Reliability and validity are important aspects of selecting a survey instrument. Reliability refers to the extent that the instrument yields the same results over multiple trials. Validity refers to how well the instrument measures what you intend it to measure. In research, there are three ways to approach validity and they include content validity, construct validity, and criterion-related validity.
Content validity evaluates how well the items on the scale represent or measure the information you intend to assess. Do the questions you ask represent all the possible questions you could ask?
Construct validity measures what the calculated scores represent and whether you can generalize them. Construct validity uses statistical analyses, such as correlations, to verify the relevance of the questions. You can correlate questions from an existing, reliable instrument with questions from the instrument under examination to determine if construct validity is present. High correlation between the scores indicates convergent validity. If you establish convergent validity, you support construct validity.

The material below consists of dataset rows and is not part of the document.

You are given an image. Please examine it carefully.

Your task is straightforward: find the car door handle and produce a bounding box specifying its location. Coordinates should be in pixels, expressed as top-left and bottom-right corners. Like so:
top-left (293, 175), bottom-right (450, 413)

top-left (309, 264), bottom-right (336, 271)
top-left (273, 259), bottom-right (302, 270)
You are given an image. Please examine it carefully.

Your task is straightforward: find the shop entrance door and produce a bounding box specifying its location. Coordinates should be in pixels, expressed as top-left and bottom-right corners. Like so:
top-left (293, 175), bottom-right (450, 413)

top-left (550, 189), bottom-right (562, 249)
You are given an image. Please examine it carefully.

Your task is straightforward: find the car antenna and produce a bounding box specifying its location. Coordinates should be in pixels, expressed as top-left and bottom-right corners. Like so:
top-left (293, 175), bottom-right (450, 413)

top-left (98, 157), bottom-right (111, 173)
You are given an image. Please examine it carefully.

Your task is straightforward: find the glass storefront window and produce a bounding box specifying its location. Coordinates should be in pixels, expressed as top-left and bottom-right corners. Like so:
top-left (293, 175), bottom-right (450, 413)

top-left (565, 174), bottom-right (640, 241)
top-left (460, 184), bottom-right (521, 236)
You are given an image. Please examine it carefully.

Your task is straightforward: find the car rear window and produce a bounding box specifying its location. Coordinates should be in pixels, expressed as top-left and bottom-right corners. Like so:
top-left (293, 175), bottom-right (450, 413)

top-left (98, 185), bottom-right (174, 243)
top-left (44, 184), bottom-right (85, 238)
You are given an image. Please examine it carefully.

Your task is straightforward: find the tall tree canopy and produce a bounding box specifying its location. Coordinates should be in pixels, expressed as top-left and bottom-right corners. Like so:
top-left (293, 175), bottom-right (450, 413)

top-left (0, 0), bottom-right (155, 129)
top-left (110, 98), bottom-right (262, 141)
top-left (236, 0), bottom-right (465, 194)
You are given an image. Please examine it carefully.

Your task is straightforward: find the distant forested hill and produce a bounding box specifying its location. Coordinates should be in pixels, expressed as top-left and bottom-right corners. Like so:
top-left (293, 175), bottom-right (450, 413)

Criterion-related validity refers to how well the instrument’s scores predict a known outcome that you expect them to predict. You use statistical analyses, such as correlations, to determine if criterion-related validity exists. You should correlate scores from the instrument with an item they knew to predict. If a correlation of > .60 exists, criterion related validity exists as well.
You can assess reliability using the test-retest method, alternative form method, internal consistency method, split-halves method, and inter-rater reliability.
Test-retest is a method that administers the same instrument to the same sample at two different points in time, perhaps one year intervals. If you find that the scores at both time periods correlate highly (> .60), you can consider them reliable. The alternative form method requires two different instruments consisting of similar content. You must have the same sample take both instruments, and then you correlate the scores from both instruments. If you find high correlations, you can consider the instrument reliable. Internal consistency uses one instrument administered only once.
You use the coefficient alpha (or Cronbach’s alpha) to assess the internal consistency of the items. If the alpha value is .70 or higher, you can consider the instrument reliable. The split-halves method also requires one test administered once. The number of items in the scale are divided into halves and a correlation is taken to estimate the reliability of each half of the test. To estimate the reliability of the entire survey, the Spearman-Brown correction must be applied. Inter-rater reliability involves comparing the observations of two or more individuals and assessing the agreement of the observations. Kappa values can be calculated in this instance.